Siblings
Brothers
Jan and Kacper
Family
Jan, called Janek, three years younger than Maria, was also born in Vilnius. He received his education at the same gymnasium as his older brothers, and did not repeat any school year. Bronisław noted, “… as Daddy said, he will ride a horse very well, now he is ridding almost every draft horse in Zułów, to be sure.” From 1892 to 1894, he studied at the gymnasium in Lipawa, where he received his high school diploma. Then he studied law in Moscow, but was expelled from the university because of his activities in a Polish student organization. He completed his studies in 1904 in Kazan, earning the title of assistant attorney. Two years later, he married a 24-year-old noble woman Maria Zabłocka in the St. Antony’s Church in Vitebsk. In the family, she was called Maryniutka. A year after their wedding, she stayed in Zakopane for medical treatment and recovery. In his letters, Bronisław wrote, “… with Maryniutka I played cards and we played a lot. She laughed and made sure that Janek remembered her more than you remembered me.”
Maria Piłsudska died of pneumonia in Vilnius at the age of 40. She was buried in a family grave at the Rossa Cemetery. After her death, Jan became a member of the Sejm (lower chamber of parliament) of Central Lithuania, a member of the Polish Sejm from the list of the BBWR party in 1928-1931, and a deputy speaker of the Polish Sejm in 1930-1931. From 27 May 1931 to 6 September 1932, he served as the Minister of Treasury in Alexander Prystor’s government. From 1932 to 1937, he was the Vice-President of the Bank of Poland. A member of the governing body of the Society for the Development of Eastern Lands and a founder of the National-State Union, he was awarded the Commander’s Cross of the Order of Polonia Restituta in 1927, and ten years later, he received the Grand Ribbon of that Order. He was also awarded the Cross of Independence. Thanks to him, diaries of his brother Bronisław from the years 1882-1885 found their way to the Wróblewski Library in Vilnius. After the aggression of the USSR against Poland, he was arrested by the NKVD and taken to the Lubianka Prison in Moscow. Released in the summer of 1941 as a result of the Sikorski-Mayski agreement, he was evacuated from the USSR. Since then, he was in exile in the United Kingdom, where on 21 December 1950 he died of a heart attack at the Polish Hospital in Penley. He is buried at the cemetery in Wrexham and has a symbolic grave at the Powązki Cemetery in Warszawa.
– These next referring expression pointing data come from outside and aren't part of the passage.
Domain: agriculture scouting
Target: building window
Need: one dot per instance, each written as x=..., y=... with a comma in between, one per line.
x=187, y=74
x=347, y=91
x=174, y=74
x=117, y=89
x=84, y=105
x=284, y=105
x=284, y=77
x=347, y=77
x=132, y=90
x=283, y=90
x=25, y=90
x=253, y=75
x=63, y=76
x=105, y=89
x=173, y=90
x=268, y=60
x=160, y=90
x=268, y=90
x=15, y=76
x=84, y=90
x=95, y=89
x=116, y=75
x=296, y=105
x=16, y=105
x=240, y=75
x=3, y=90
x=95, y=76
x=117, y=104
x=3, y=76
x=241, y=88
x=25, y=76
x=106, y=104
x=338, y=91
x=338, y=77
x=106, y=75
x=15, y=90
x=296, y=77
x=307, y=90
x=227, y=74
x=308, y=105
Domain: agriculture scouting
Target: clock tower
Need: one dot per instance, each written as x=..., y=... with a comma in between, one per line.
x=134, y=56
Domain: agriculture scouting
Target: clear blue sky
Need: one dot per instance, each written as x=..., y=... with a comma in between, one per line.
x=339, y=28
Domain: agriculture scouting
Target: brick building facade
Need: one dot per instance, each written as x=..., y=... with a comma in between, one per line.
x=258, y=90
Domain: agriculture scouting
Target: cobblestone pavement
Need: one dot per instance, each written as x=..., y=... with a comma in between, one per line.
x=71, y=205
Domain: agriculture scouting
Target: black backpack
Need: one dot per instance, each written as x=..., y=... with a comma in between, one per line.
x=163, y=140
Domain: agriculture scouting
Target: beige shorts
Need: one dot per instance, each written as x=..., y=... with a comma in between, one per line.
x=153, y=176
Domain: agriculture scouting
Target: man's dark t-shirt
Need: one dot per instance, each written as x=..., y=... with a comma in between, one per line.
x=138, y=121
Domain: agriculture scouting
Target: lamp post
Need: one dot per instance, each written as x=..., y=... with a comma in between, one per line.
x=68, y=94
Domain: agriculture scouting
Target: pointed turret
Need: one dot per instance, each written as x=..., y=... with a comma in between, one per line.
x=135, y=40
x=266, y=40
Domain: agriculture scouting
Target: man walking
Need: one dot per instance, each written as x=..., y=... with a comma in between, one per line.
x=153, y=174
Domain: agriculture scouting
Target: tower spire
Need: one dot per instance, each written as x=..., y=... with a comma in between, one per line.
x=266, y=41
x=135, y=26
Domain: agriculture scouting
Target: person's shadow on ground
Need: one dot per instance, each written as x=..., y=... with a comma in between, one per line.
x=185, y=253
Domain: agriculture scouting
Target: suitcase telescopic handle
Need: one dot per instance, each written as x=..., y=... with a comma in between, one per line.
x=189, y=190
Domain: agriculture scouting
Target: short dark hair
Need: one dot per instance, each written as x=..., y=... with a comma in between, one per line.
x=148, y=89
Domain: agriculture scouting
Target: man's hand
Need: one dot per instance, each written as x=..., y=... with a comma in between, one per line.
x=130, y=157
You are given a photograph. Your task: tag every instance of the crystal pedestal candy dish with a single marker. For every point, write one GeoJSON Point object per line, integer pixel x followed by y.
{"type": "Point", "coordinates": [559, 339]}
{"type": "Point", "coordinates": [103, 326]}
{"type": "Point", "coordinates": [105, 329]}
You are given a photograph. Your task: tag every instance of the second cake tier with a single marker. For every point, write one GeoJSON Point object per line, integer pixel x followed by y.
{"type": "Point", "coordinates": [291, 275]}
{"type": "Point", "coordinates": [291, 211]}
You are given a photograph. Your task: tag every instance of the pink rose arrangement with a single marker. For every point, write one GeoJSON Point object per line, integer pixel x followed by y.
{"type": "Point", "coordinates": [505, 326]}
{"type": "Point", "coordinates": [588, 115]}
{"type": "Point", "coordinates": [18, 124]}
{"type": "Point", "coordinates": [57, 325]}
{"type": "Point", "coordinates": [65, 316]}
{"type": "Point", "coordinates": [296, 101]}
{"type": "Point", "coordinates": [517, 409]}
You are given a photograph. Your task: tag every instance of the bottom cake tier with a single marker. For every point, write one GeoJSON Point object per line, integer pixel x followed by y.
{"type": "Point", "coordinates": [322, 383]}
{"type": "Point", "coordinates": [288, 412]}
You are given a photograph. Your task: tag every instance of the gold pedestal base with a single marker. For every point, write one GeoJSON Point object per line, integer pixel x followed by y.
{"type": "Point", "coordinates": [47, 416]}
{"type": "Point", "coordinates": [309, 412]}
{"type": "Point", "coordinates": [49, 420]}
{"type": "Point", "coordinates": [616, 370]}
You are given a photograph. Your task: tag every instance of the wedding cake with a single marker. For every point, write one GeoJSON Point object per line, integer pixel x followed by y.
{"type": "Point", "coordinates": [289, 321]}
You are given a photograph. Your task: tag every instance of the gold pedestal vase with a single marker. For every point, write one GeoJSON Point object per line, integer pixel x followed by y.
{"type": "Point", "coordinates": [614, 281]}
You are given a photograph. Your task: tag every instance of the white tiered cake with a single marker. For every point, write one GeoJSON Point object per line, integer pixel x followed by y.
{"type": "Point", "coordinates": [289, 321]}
Kacper, nicknamed Kacperek, was born two years after Ludwika. He was baptized at St. John’s Church in Vilnius. This is how Bronisław saw his brother, who was 15 years younger, “Kacperek, stubborn, spoiled, used to having everyone act the way he wanted.” Like Jan, Kacper studied at the gymnasium in Lipawa, but completed only two classes. He later stayed with his father in St. Petersburg. He probably suffered from kleptomania. He did not start a family. He died in Vilnius on 28 July 1915 at the age of 36. He was buried at the Rossa Cemetery “, next to his sister Helena and aunt Stefania Lipmanówna.”